自民党の二階俊博・前経済産業相の政策秘書が政治資金規正法違反で東京地検から略式起訴され、罰金を納めた。西松建設の巨額献金事件は、小沢一郎・民主党幹事長の公設第1秘書を被告とする裁判を残して、これで終結する。
今年3月に小沢氏の秘書を規正法違反で起訴した際、東京地検次席検事は「看過し得ない重大、悪質な事案」と異例のコメントを出した。あとは「公判で明らかにする」とだけ述べたが、西松建設側被告の公判で、検察は、同社と小沢氏側との関係を「公共工事受注を巡る金銭的癒着」と表現しており、「重大、悪質」と判断した根拠はそこにある。
報道によれば、西松建設と二階氏側との関係も、公共工事を媒介にしてかなり親密なようだ。なのに検察はなぜ二階氏の秘書を軽い処分で済ませたのか、その理由を知りたいところである。
ところが略式起訴では公判が開かれないため、二階氏側と西松建設との関係など規正法違反の周辺事情は国民には明らかにされない。
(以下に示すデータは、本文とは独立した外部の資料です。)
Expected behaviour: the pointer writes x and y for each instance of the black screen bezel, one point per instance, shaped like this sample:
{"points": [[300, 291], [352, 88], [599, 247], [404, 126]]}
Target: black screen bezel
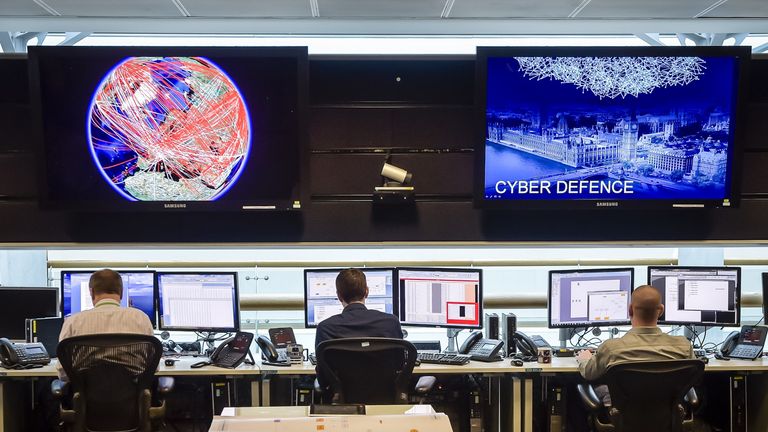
{"points": [[479, 271], [599, 270], [159, 303], [737, 300], [291, 202], [337, 270]]}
検察当局は、検察権の行使についての説明責任は公判廷で果たすものとしてきた。であれば、社会の関心を集めた、しかも政治とカネを巡る違法行為という、国民の目に実態をさらさなければならない事件は、正式起訴をして公開の法廷に持ち込むべきだったのではないか。
現在、政治とカネを巡る問題で国民が検察の捜査と処分の行方を注視するのは、言うまでもなく、鳩山由紀夫首相の資金管理団体の偽装献金問題だ。単に政治献金の出もとを偽っただけでなく、実母からの贈与を隠した、場合によっては脱税の疑いも生じる状況である。
遠からず検察は処分を決める。関係者への事情聴取など国民からみて十分な捜査を尽くしていなければ、どんな処分であっても、世論を納得させられないであろうことは指摘するまでもない。
政治とカネを巡る事件は、ほかの犯罪にもまして、公平かつ透明性のある検察権の行使が求められる。捜査だけでなく、不起訴にするか起訴するか略式で済ませるかの処分に関しても、検察は国民の視線を強く意識しておく必要がある。